Des gens de toutes nationalités et de tous âges sont bénévoles ici.
Beaucoup, en particulier les Russes, les Biélorusses et les Ukrainiens,
prennent congé du travail pour aller aider les réfugiés tous les jours. La
plupart des entreprises comprennent cette demande d'employé et ne
déduisent même pas les jours manqués des vacances.
Il y a aussi ceux qui ont échappé à la Russie juste hier, et aujourd'hui vont
déjà à la gare. Beaucoup de réfugiés ukrainiens sont descendus d'un train
bondé depuis Varsovie il y a quelques jours et ont décidé de rester à Berlin
pour aider les leurs.
La station a attribué une assez grande partie du -1 étage aux réfugiés : une
crèche, une aide psychologique, de la nourriture, de l'aide humanitaire, des
articles d'hygiène personnelle, de la nourriture pour animaux de
compagnie et bien plus encore Des briefings bénévoles ont eu lieu dans le
coin derrière McDonald's ; là, nous avons écouté de nouvelles
informations et reçu des gilets.

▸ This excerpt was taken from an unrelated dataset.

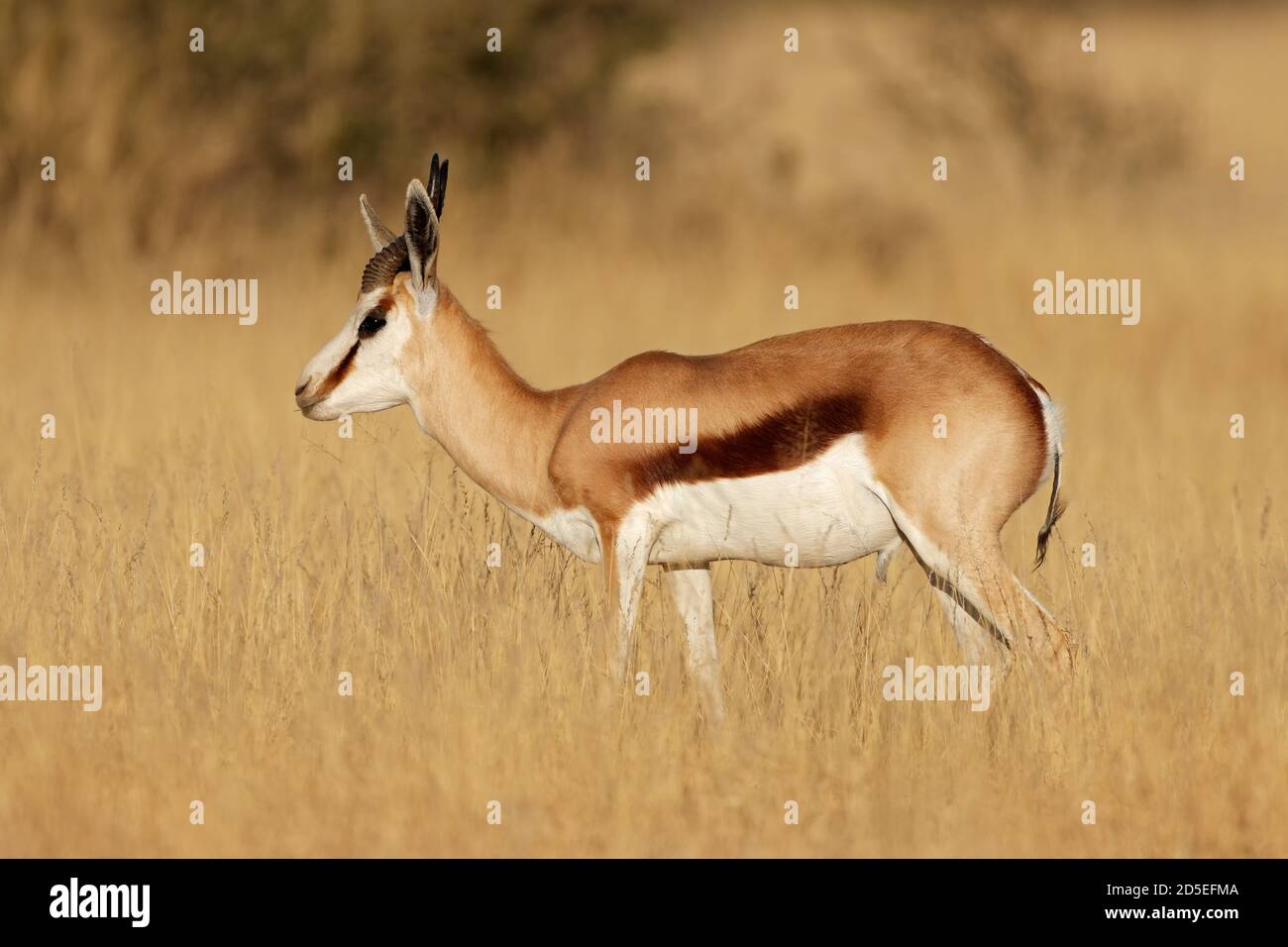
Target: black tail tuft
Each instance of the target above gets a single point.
(1055, 509)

Je me souviens que Dunkin Donuts donnait
des donuts invendus aux gens tous les soirs, et à Pâques, la salle où les
gens se reposaient et attendaient le train, était décorée de ballons de lapins.

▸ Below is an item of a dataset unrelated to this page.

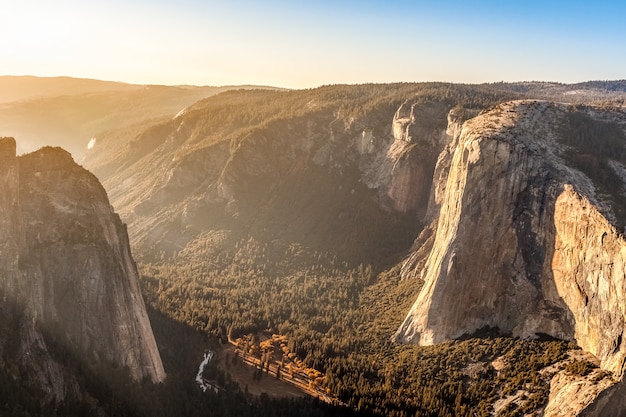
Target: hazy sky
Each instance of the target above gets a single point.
(309, 43)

Une femme avec deux enfants voyage depuis Kharkov depuis plusieurs
jours. Je les escorte au train spécial qu'ils organisent pour les réfugiés la
nuit afin qu'ils puissent se reposer et dormir un peu en attendant un long
vol. Une fusée a frappé la maison où vivait la famille.
Un frère et une sœur (15 et 13 ans) étaient assis dans la salle à manger et
regardaient autour de soi de façon confuse. Les parents les ont envoyés
seuls dans le train, et ils sont restés pour défendre leur ville natale - ils se
sont inscrits à la défense territoriale. Pendant plusieurs jours d'affilée, les
enfants ont pris différents trains à travers l'Ukraine et la Pologne,
s'accrochant à différentes familles, et ont finalement atteint Berlin. Mais
voilà l'inconnu les attend encore. Encore une fois, rejoindre quelqu'un et
conduire ou rester ici et aller en garde à vue ?
Matthew, 8 ans, marche derrière moi les mains dans les poches. Il se bat
depuis maintenant trois ans et se vante de sa ceinture grise.
« Notre entraîneur dit qu'il n'y a pas de victoires sans défaites », partage un
jeune lutteur avec moi. Je l'emmène aux toilettes. Maman m'a confié
Matthieu, peur de laisser les choses et le chat dans la salle d'attente.
Matthew est surpris par le mixeur automatique et le sèche-mains. « On
n'en a pas à la maison ! » - le garçon admire. « Ne t’inquiète pas, moi non
plus » réponds-je et le ramène à sa mère.
Faire la queue avec un gars qui a mon âge pour des billets de train gratuits.
Dans ces lignes, les bénévoles travaillent comme traducteurs, expliquant
aux employés de Deutsche Bahn où les gens doivent aller. Mon
compagnon temporaire est constructeur et réparateur. Après quelques
phrases, il s'avère qu'il a vécu à Moscou pendant plusieurs années à la
station de métro à côté de chez moi et que nous aurions pu tout à fait
voyager avec lui dans le même bus ou tram.